6 de dezembro de 2006

 

BRASÍLIA – Depois de passar dez meses parado no Senado, o projeto que une as estruturas de arrecadação e fiscalização dos ministérios da Fazenda e da Previdência Social – com a criação da chamada Super-Receita – foi aprovado ontem pela Comissão de Assuntos Econômicos.

Os senadores só votaram o projeto após um acordo entre governo e oposição, pelo qual PFL e PSDB conseguiram incluir no texto artigos destinados, segundo seus defensores, a proteger os contribuintes de eventuais abusos do fisco.

O parecer é do senador Rodolpho Tourinho (PFL-BA), que incluiu no projeto uma série de dispositivos do Código de Defesa do Contribuinte, cuja votação está parada no Senado desde 1999.

As regras, porém, ainda podem ser derrubadas: faltam votações na Comissão de Constituição e Justiça (CCJ) e no plenário do Senado, se as alterações forem mantidas, o projeto voltará à Câmara dos Deputados, onde o governo tem maioria. Só aí a Super-Receita vai à sanção do presidente Lula.

Entre as modificações, o prazo máximo para a Receita fiscalizar empresas passou de 12 para 24 meses – hoje, não há limite. O governo tenta criar a Super-Receita desde julho de 2005, argumentando que a nova estrutura reduzirá a burocracia e elevará a receita. O projeto enfrenta a resistência de corporações ligadas ao fisco.

ACORDO – Para dar maior rapidez à tramitação do projeto, o líder do governo no Senado, Romero Jucá (PMDB-RR), fez um acordo com o relator, o senador Rodolpho Tourinho, e desistiu de propor 21 mudanças no texto do parecer, que atingiriam, principalmente, os artigos que tratam dos direitos e garantias dos contribuintes.

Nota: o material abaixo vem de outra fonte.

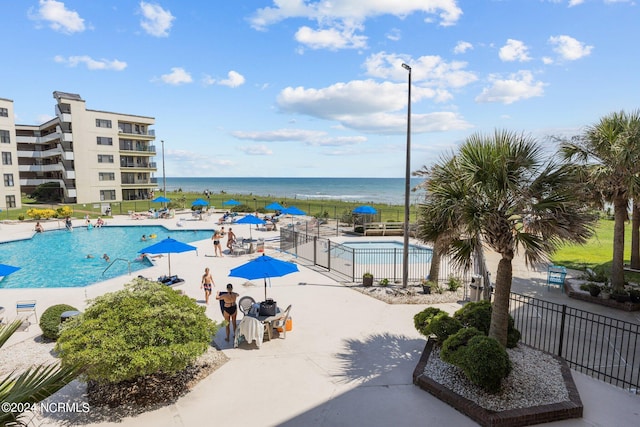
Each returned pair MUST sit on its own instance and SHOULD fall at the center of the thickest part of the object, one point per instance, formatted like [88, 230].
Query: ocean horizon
[359, 190]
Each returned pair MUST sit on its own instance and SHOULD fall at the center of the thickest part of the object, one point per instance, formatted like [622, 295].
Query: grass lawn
[598, 252]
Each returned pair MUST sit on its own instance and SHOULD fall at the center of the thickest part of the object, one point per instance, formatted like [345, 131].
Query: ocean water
[361, 190]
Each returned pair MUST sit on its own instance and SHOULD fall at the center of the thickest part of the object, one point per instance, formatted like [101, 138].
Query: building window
[107, 195]
[101, 123]
[4, 136]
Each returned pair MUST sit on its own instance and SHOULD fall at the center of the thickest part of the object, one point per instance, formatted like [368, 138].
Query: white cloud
[354, 10]
[462, 47]
[58, 16]
[177, 77]
[330, 38]
[234, 79]
[309, 137]
[367, 106]
[569, 48]
[516, 87]
[256, 150]
[514, 50]
[90, 63]
[430, 70]
[156, 21]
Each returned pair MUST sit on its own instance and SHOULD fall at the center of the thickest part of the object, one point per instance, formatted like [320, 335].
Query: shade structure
[5, 270]
[168, 246]
[275, 206]
[365, 210]
[200, 202]
[250, 219]
[263, 267]
[292, 210]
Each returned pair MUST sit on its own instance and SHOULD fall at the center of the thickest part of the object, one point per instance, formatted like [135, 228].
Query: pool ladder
[116, 260]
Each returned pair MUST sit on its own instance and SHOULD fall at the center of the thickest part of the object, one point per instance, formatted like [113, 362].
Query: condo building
[94, 156]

A Super-Receita resultará da fusão da atual Secretaria da Receita Federal, do Ministério da Fazenda, com a Secretaria de Receita Previdenciária, do Ministério da Previdência Social. O novo órgão ficará responsável pela arrecadação de quase todos os tributos federais e subordinado ao ministro da Fazenda. O nome do secretário da SRFB será escolhido pelo presidente da República e submetido à aprovação do Senado.